Run Merger and Searcher on same node

from grpc_health.v1 import health_pb2, health_pb2_grpc
from grpc_health.v1.health import HealthServicer

from needlestack.apis import servicers_pb2_grpc
from needlestack.servicers import factory
from needlestack.servicers.merger import MergerServicer
from needlestack.servicers.searcher import SearcherServicer

def main():
    config = MyNeedlestackConfig()
    server = factory.create_server(config)
    manager = factory.create_zookeeper_cluster_manager(config)
    manager.startup()
    servicers_pb2_grpc.add_MergerServicer_to_server(MergerServicer(config, manager), server)
    servicers_pb2_grpc.add_SearcherServicer_to_server(SearcherServicer(config, manager), server)
    health = HealthServicer()
    health_pb2_grpc.add_HealthServicer_to_server(health, server)
    health.set("Merger", health_pb2.HealthCheckResponse.SERVING)
    health.set("Searcher", health_pb2.HealthCheckResponse.SERVING)
    factory.serve(server)

Health Checks

Check that a node is up with the following requests.

import grpc
from grpc_health.v1 import health_pb2, health_pb2_grpc

channel = grpc.insecure_channel("localhost:50051")
stub = health_pb2_grpc.HealthStub(channel)
stub.Check(health_pb2.HealthCheckRequest(service="Merger"))
stub.Check(health_pb2.HealthCheckRequest(service="Searcher"))

Configuration

When the Needlestack cluster is up, configure it via a gRPC request to any Merger. This will determine how to split the shards across available Searchers, then send gRPC requests to each Searcher to load specific Shards to memory.

Adding Collections

import grpc
from needlestack.apis import collections_pb2, servicers_pb2_grpc

# Create a list of collections_pb2.Collection objects
# that specifies collections, shards, and their data sources
# collections = [...]

channel = grpc.insecure_channel("localhost:50051")
stub = servicers_pb2_grpc.MergerStub(channel)
request = collections_pb2.CollectionsAddRequest(collections=collections)
response = stub.CollectionConfiguration(request)

Deleting Collections

request = collections_pb2.CollectionsDeleteRequest(
    names=["my_collection_name", "another_collection_name"]
)
response = stub.CollectionsDelete(request)

Reloading Collections

If any data sources have changes, this will load the new changes on all searchers.

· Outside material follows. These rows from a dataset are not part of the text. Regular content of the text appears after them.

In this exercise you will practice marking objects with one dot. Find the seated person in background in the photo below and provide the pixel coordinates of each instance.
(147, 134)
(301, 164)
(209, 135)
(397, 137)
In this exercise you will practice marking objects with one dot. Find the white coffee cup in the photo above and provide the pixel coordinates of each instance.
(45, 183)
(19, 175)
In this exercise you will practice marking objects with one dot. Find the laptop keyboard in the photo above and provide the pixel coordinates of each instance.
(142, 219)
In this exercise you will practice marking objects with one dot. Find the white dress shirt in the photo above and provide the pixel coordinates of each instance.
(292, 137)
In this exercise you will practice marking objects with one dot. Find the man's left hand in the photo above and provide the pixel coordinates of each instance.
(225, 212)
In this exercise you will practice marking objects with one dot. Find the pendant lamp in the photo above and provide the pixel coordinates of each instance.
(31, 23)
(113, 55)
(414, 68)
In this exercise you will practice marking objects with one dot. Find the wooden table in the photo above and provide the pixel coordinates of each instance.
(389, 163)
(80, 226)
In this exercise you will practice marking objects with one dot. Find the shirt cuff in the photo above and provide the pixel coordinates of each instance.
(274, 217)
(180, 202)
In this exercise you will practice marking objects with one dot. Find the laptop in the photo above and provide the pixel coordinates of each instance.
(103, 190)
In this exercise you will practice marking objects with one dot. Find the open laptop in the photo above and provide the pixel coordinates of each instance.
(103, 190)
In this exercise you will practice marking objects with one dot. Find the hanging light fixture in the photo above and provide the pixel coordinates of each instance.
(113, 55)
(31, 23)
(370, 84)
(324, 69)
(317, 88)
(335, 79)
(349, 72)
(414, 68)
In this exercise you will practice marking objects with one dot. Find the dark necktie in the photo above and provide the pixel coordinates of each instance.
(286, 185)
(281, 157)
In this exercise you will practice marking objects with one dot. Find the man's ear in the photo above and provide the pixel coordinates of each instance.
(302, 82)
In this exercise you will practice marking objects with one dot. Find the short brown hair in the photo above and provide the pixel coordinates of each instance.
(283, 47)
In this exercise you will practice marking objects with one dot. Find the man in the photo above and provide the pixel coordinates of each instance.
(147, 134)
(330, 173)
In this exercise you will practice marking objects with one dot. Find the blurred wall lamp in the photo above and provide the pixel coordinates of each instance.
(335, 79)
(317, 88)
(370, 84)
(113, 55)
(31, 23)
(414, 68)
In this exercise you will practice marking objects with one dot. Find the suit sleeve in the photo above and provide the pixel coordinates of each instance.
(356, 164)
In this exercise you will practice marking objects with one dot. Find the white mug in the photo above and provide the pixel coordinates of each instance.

response = stub.CollectionsLoad(collections_pb2.CollectionsLoadRequest())

Query

Search queries should be issued to any Merger node. These request should contain the vector, count, collection name, and optionally a list of specific shards to in that collection to search. If a list of shards is not provided, the search occurs over all shards.

from needlestack.apis import serializers
from needlestack.apis import servicers_pb2, servicers_pb2_grpc

channel = grpc.insecure_channel("localhost:50051")
stub = servicers_pb2_grpc.MergerStub(channel)
# X = some vector as a numpy array
# k = number of k neighbors
vector = serializers.ndarray_to_proto(X)
request = servicers_pb2.SearchRequest(vector=vector, count=k, collection_name="my_collection")
response = stub.Search(request)

In a production environment, load balance queries across mergers to distribute network traffic.